Oct. 27 (Bloomberg) -- Berkshire Hathaway Inc. agreed to buy a business backstopping life insurance policies from Sun Life Financial Inc. as Chairman Warren Buffett increases bets on reinsurance.
The business has about 70 employees in Canada, the U.S. and Ireland, with life insurance in force of about C$113 billion ($109 billion), according to a statement today from Toronto-based Sun Life.
Buffett, who oversees the largest reinsurer in the U.S., has assumed risks from XL Group Plc and CNA Financial Corp. as carriers have moved to simplify or limit liabilities. Buffett, 80, has also wagered on the market through stock picks. He built a stake of more than 10 percent in Munich Re, the world’s biggest reinsurer.
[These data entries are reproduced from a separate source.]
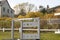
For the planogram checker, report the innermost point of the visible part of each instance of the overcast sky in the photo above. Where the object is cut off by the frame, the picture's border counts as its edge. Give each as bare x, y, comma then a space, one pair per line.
51, 3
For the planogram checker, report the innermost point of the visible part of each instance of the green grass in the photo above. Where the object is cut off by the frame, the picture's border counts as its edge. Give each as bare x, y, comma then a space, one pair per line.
49, 36
44, 35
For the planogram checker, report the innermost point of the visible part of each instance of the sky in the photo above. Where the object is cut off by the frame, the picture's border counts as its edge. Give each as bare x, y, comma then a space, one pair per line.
51, 3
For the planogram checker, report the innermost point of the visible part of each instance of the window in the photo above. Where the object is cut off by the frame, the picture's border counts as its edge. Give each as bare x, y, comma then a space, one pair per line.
8, 10
3, 9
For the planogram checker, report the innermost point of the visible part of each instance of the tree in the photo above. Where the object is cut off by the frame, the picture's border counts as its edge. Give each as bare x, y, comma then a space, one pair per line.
42, 9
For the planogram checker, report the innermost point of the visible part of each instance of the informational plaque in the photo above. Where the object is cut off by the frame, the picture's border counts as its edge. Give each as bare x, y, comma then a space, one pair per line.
30, 29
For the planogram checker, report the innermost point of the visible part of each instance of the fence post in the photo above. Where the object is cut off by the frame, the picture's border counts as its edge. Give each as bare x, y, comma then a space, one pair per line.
3, 29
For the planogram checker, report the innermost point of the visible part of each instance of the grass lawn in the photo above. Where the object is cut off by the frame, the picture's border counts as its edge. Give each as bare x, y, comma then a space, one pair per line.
44, 35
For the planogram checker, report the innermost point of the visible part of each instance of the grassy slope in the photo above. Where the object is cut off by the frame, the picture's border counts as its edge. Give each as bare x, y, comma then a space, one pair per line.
44, 35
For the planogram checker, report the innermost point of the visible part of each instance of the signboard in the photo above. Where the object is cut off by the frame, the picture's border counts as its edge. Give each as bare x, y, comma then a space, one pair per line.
30, 29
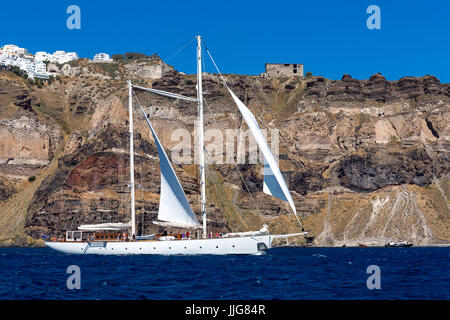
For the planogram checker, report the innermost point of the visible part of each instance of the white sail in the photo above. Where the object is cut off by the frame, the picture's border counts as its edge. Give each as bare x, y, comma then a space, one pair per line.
274, 183
174, 207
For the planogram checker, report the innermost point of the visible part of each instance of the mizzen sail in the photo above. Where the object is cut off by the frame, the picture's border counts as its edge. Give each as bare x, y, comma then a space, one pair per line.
274, 183
174, 208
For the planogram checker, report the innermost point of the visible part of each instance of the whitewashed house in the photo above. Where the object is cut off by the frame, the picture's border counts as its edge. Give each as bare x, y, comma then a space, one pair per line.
102, 57
42, 56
Last year, Buffett injected $2.7 billion into No. 2 Swiss Reinsurance Co.
“This transaction releases capital which can be put to work in other businesses,” Sun Life Chief Executive Officer Donald Stewart said in the statement. “Our reinsurance business is profitable, but it is not a growth area for Sun Life.”
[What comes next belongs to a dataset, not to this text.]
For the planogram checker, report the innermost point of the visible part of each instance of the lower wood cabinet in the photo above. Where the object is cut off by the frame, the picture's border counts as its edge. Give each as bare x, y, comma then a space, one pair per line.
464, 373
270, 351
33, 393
Berkshire fell $2,812, or 2.3 percent, to $120,643 at 1:29 p.m. in New York Stock Exchange composite trading. Sun Life slipped 15 cents to C$27.88 on the Toronto Stock Exchange.
Sun Life, Canada’s third-largest insurer, is focusing its main businesses, which include life insurance in Canada, the U.S. and Asia and Boston-based money manager MFS Investment Management. The company is scheduled to release third-quarter results Nov. 3.
Berkshire agreed in July to assume liabilities tied to asbestos and pollution claims from Chicago-based CNA in exchange for a $2 billion fee. Berkshire’s reinsurance businesses provides premium revenue, which Buffett uses to buy stocks and bonds and earn investment returns. Berkshire this week announced the hiring of hedge-fund manager Todd Combs to help oversee the company’s portfolio.
Sun Life’s deal with Omaha, Nebraska-based Berkshire, where Buffett is also CEO, is expected to be completed Dec. 31, according to the statement. Terms weren’t disclosed.